Technology a ‘gamechanger’ for forensic science but raises privacy and racial profiling issues
Australian federal police have announced they are using next-generation DNA sequencing technology to predict the physical appearance of potential suspects.
Based on DNA left at a crime scene, the technology – also known as massively parallel sequencing – can predict externally visible characteristics of a person even in the absence of matching profiles in police databases.
MPS can “predict gender, biogeographical ancestry, eye colour and, in coming months, hair colour”, according to the AFP.
Experts say the technology is a “gamechanger” for forensic science but also raises issues around racial profiling, heightened surveillance and genetic privacy.
How does DNA profiling work?
DNA – deoxyribonucleic acid – is formed of two interlocked chains that form the basis of our genetic code. Each strand of DNA consists of four units known as nucleotide bases – A, C, G, and T – that repeat in patterns. The human genome comprises about 3bn pairs of these bases, contained within 23 chromosomes.
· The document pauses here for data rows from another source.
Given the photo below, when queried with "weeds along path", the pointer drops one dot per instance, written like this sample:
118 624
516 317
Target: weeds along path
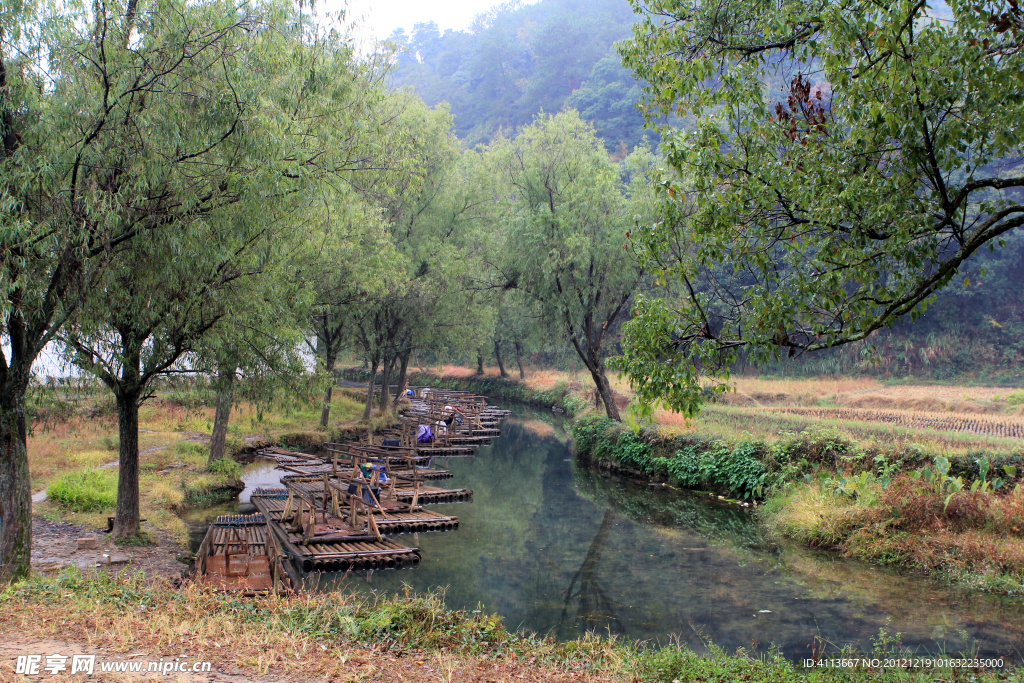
986 425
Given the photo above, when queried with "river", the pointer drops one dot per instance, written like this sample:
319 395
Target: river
562 550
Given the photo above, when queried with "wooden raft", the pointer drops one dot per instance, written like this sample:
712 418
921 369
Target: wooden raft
399 520
339 552
241 555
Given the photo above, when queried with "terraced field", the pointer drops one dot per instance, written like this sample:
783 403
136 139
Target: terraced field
987 425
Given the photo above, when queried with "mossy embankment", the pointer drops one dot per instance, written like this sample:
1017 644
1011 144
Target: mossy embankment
338 636
957 516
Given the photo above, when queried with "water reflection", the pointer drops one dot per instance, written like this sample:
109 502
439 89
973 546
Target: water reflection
587 605
564 550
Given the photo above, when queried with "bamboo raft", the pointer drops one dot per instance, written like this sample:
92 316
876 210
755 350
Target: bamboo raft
396 521
313 485
334 510
239 554
332 551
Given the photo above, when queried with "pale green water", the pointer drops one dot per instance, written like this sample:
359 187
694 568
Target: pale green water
559 549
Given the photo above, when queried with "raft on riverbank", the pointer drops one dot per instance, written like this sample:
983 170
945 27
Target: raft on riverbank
240 554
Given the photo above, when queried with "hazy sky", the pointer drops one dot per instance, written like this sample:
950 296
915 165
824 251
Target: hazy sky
378 18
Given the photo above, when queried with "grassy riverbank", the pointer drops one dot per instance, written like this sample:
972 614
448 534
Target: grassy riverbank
548 389
340 637
955 515
73 457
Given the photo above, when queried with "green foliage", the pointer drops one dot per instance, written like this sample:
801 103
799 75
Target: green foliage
787 224
565 205
139 540
87 491
753 469
190 397
519 59
225 466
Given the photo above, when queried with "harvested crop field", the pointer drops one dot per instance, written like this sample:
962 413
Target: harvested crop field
988 425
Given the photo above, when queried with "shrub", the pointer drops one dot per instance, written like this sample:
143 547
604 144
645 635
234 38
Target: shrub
88 491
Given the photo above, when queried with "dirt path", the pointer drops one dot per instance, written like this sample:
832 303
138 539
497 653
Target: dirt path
54 546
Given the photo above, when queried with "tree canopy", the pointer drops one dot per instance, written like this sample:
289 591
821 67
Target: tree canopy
848 161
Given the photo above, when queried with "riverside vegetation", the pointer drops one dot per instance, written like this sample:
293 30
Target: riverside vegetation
958 515
332 635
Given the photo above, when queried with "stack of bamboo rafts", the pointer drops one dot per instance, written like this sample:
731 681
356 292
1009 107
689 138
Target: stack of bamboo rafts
458 421
336 511
240 554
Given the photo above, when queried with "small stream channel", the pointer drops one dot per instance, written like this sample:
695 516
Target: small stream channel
562 550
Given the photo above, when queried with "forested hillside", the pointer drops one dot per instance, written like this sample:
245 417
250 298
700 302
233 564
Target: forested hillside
518 60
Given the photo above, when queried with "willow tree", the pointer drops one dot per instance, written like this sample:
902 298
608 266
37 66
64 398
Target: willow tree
849 160
569 207
186 123
433 214
71 200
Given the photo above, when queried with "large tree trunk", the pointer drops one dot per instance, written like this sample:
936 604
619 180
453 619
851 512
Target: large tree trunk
370 389
127 516
330 359
498 356
604 389
403 375
15 495
592 359
225 395
518 359
386 383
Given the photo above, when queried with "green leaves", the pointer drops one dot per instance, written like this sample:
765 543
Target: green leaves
846 161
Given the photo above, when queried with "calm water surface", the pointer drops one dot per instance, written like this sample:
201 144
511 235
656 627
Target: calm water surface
562 550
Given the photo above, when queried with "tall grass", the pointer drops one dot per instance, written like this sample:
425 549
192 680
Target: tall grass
87 491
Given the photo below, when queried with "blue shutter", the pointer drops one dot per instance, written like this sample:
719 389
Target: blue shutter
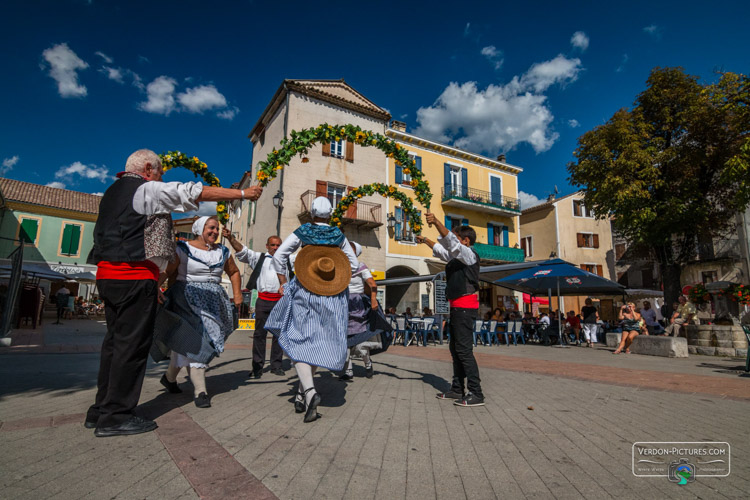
397 233
496 191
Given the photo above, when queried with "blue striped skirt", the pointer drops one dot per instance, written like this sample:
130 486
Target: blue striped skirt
311 328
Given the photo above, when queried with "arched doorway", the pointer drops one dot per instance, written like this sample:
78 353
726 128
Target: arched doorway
402 296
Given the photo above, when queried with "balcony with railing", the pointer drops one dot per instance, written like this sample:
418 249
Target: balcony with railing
475 199
363 214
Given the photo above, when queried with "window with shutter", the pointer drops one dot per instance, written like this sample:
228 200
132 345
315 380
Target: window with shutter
29 230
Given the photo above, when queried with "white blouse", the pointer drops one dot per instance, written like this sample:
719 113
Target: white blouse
191 270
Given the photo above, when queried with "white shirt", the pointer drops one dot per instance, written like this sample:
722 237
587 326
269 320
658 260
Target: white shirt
448 247
292 243
359 278
649 315
155 197
190 270
268 280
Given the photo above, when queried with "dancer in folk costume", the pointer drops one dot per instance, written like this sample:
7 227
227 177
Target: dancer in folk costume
310 320
360 336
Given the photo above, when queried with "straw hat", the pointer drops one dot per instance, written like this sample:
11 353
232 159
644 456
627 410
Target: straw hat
323 270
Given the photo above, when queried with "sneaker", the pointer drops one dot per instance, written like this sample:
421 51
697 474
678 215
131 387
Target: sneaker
134 425
470 400
202 400
450 395
172 387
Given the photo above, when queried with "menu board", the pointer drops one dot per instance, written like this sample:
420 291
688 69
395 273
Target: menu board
441 304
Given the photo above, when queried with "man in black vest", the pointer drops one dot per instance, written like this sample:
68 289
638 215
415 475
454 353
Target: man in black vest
266 281
127 274
462 276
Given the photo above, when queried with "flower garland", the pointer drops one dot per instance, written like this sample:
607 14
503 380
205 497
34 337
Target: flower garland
174 159
300 142
415 220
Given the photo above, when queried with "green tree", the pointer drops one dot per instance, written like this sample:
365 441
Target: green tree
673 170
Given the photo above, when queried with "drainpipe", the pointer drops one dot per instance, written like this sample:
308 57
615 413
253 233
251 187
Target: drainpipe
281 179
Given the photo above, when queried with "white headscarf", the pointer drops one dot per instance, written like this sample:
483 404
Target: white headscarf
199 224
321 207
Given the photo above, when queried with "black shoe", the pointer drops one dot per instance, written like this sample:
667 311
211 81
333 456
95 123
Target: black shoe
202 401
312 414
172 387
470 400
450 395
134 425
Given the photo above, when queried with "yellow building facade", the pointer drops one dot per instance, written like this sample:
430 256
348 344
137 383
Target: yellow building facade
468 189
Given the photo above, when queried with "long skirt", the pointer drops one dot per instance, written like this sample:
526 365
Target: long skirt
360 333
311 328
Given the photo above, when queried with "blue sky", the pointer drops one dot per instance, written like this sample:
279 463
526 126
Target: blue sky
88 82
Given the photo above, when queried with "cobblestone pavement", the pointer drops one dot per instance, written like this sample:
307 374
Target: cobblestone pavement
559 423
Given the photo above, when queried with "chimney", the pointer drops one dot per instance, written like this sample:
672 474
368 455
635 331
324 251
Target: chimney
399 126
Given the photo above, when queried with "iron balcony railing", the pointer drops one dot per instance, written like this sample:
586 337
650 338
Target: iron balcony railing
363 213
482 197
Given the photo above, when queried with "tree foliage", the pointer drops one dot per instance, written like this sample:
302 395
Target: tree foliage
673 170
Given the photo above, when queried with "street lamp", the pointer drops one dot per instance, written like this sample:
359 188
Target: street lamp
391 221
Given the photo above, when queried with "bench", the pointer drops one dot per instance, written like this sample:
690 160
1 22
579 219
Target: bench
653 345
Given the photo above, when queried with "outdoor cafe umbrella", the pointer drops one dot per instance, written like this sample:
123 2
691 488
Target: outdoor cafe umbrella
566 278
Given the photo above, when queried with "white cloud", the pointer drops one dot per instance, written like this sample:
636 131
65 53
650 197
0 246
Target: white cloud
543 75
202 98
160 96
580 40
85 171
8 164
493 55
104 56
228 114
63 67
528 200
501 116
113 73
621 67
653 30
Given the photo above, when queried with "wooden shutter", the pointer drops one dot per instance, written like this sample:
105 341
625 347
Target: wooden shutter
351 212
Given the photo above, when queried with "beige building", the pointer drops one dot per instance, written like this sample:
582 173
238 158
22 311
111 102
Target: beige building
566 228
332 169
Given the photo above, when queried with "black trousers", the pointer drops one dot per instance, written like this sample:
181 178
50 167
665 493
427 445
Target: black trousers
262 311
461 346
130 309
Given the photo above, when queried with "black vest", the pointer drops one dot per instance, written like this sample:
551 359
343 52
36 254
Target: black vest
461 279
118 234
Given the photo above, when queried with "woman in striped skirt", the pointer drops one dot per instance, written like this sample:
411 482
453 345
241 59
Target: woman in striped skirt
311 322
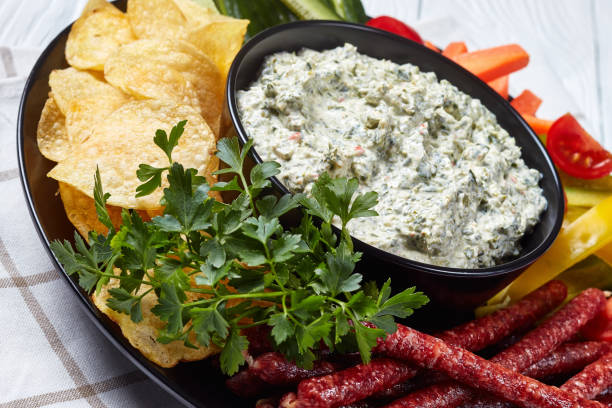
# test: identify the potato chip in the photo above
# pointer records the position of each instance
(98, 33)
(85, 99)
(220, 39)
(51, 134)
(169, 70)
(156, 18)
(143, 335)
(125, 139)
(84, 114)
(81, 211)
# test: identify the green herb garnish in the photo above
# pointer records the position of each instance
(300, 281)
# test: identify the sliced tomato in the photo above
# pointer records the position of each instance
(575, 151)
(395, 26)
(600, 328)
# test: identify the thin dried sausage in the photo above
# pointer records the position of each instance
(533, 347)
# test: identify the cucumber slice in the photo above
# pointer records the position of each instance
(311, 10)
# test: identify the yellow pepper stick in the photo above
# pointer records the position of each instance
(581, 197)
(605, 254)
(589, 233)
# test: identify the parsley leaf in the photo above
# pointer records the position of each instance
(217, 268)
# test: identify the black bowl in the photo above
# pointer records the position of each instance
(449, 288)
(199, 384)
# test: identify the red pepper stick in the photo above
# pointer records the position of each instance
(344, 387)
(568, 358)
(593, 380)
(533, 347)
(429, 352)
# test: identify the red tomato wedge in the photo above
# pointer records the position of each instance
(395, 26)
(575, 151)
(600, 328)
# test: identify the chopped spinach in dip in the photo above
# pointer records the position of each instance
(453, 189)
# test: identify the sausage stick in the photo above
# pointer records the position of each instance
(429, 352)
(568, 358)
(593, 380)
(353, 384)
(274, 369)
(493, 328)
(533, 347)
(343, 388)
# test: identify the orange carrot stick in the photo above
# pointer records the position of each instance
(455, 48)
(539, 126)
(492, 63)
(527, 103)
(500, 85)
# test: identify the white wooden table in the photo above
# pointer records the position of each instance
(571, 63)
(568, 40)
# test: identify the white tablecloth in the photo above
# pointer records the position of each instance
(50, 352)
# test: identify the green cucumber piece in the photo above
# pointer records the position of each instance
(349, 10)
(311, 10)
(262, 14)
(207, 4)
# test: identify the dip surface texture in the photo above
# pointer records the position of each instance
(453, 189)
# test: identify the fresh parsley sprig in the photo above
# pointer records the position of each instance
(218, 268)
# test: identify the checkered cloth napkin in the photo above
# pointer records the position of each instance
(51, 354)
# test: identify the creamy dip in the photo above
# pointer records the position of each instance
(453, 189)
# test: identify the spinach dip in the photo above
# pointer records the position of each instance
(453, 189)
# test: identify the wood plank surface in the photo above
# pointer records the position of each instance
(569, 42)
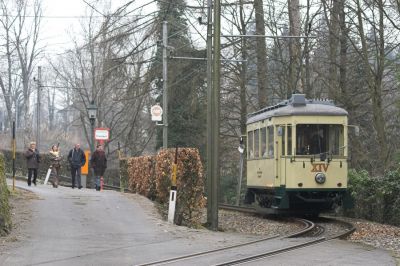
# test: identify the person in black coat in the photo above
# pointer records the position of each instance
(99, 164)
(76, 159)
(32, 160)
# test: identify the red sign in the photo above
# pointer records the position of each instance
(101, 134)
(156, 113)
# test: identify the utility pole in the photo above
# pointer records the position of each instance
(39, 85)
(215, 99)
(165, 85)
(209, 114)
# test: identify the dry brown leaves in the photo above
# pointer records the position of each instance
(151, 176)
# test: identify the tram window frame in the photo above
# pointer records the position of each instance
(271, 141)
(250, 142)
(289, 140)
(330, 135)
(257, 143)
(263, 135)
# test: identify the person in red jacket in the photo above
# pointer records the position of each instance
(98, 162)
(32, 160)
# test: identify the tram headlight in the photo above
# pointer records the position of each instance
(320, 178)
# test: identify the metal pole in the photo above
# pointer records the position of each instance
(240, 180)
(209, 112)
(92, 121)
(215, 113)
(165, 85)
(13, 150)
(38, 107)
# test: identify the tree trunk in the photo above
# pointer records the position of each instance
(261, 55)
(294, 47)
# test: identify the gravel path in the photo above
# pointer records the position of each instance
(374, 234)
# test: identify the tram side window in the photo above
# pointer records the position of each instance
(270, 141)
(264, 142)
(312, 139)
(336, 140)
(256, 143)
(250, 151)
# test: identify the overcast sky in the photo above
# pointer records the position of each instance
(62, 17)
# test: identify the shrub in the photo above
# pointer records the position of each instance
(375, 198)
(151, 176)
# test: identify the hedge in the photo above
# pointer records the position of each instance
(151, 176)
(375, 198)
(5, 216)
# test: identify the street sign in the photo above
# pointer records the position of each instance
(156, 113)
(102, 134)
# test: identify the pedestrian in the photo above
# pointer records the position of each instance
(32, 160)
(98, 162)
(55, 160)
(77, 159)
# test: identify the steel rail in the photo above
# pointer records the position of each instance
(198, 254)
(321, 240)
(308, 226)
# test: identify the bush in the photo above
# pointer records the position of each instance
(375, 198)
(141, 175)
(151, 176)
(5, 217)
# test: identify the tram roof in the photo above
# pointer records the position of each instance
(298, 105)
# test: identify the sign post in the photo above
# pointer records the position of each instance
(156, 113)
(172, 194)
(14, 148)
(101, 135)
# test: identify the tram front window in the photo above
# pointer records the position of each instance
(314, 139)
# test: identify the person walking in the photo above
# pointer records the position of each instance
(32, 160)
(55, 159)
(77, 159)
(98, 162)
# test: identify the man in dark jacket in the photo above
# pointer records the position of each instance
(77, 159)
(32, 160)
(99, 164)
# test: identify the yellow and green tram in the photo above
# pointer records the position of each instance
(297, 156)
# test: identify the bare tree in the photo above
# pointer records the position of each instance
(262, 80)
(26, 34)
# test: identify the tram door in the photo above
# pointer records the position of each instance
(280, 130)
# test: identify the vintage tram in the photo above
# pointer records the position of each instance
(297, 156)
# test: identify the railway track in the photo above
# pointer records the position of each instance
(312, 233)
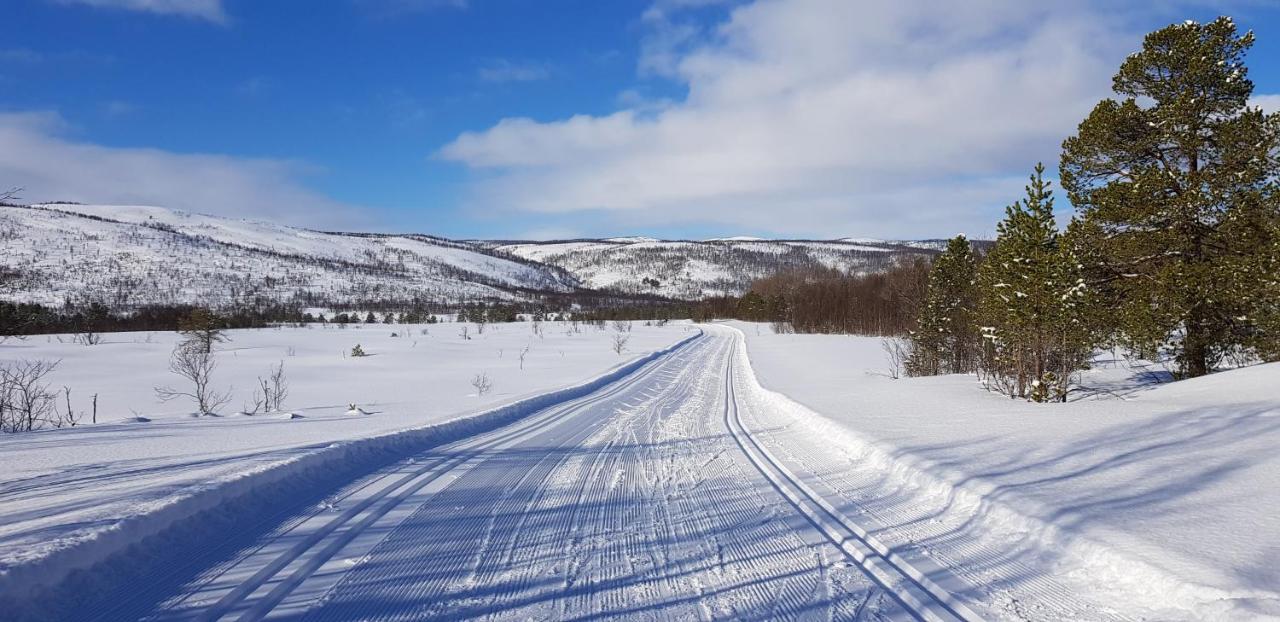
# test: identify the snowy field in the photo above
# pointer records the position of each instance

Human DNA is 99.9% identical, and forensic analysis is interested in the 0.1% of the genome that makes each of us genetically unique.
Traditional DNA profiling focuses on 24 sites on the genome where chains of nucleotide bases differ in length between people. The site sequences do not encode for specific genes that determine physical characteristics such as eye or hair colour. The method can determine biological sex because one of the 24 target sites is on the X chromosome and another is on the Y chromosome.
“If I told you my DNA profile for these different regions, it wouldn’t mean anything to you,” said Prof Adrian Linacre, chair in forensic DNA technology at Flinders University. “You couldn’t look at that and think: this guy’s from northern Europe, he’s got blue eyes.”
In combination, the different sequence lengths at each of these 24 sites is enough to give a person a unique genetic fingerprint. DNA collected from crime scenes can be matched to DNA profiles on criminal databases. “If your person is not on the database, it’s not very useful,” Linacre said, adding that links could be made to relatives.
What is massive parallel sequencing?
MPS has been used commercially for more than a decade and has been used overseas in forensic cases.
Linacre describes it as a “massive gamechanger”. The technology is capable of sequencing “tens of millions of bits of DNA in one go”, he said. “This new methodology is telling you things about the person … externally visible characteristics.”
Rather than looking at the length of strings of sequences, MPS can look at single nucleotides – whether, at a specific location, a base is an A, C, G or T.
There are several single base changes that are major determinants of eye colour, for example. “They’re dotted around your DNA … you put them all together, and you’ve got a real high probability of saying: this guy’s got bluey-green eyes,” Linacre said.
MPS differs from genetic genealogy tests used to identify people’s ethnic origin or relatives on genealogy databases, as was used by California police to catch Joseph James DeAngelo, the Golden State Killer.
How will next-gen DNA sequencing be used in Australia?
The new sequencing technology will allow investigators to gain information about the physical characteristics of a potential suspect even when there is no matching DNA profile on a law enforcement database.
According to the AFP, the technique could be used in “missing persons and unidentified human remains cases”.
“Most things we find at crime scenes are mixtures of two or three people’s DNA,” Linacre said. While traditional DNA profiling techniques tend to work well even on degraded DNA, using MPS for a mixture of fragmented DNA could lead to inconclusive results, he said. “We’re still yet to develop really good software programmes to deconvolute massive parallel sequencing data.”
Are there ethical concerns?
In a statement, Dr Paul Roffey, the lead MPS scientist at AFP forensics, said the agency planned “to widen prediction capabilities to include traits such as age, body mass index and height”.
“We will also be seeking opportunities to provide fine detail predictions for facial metrics such as distance between the eyes, eye, nose and ear shape, lip fullness, and cheek structure”.
Age can accurately be determined by genetic analysis; body composition and height – which have genetic components – are also influenced by environmental factors.
The ability to predict the phenotype of a suspect raises ethical issues, particularly around racial profiling, said Dr Loene Howes, senior lecturer in criminology at the University of Tasmania.
Being able to determine a suspect’s ancestry could place “a whole population group under suspicion – they become subject to greater surveillance than the rest of the community,” she said. “It’s not necessarily that informative anyway, because there might be lots of people who fit the [description].”
Genetic privacy is also a concern. “If you start to look at other parts of DNA which encode things which are very personal to you, there’s a line I think which needs to be drawn,” Linacre said.
Howes added: “The problem with the introduction of any of these things is that it often happens without … the community being fully aware of what could be involved. There’s often function creep, where a scientific technique is introduced for one reason, and gradually starts being used for other purposes that weren’t agreed to initially.
“There should be some very clear thresholds in place [for] when this can be used.”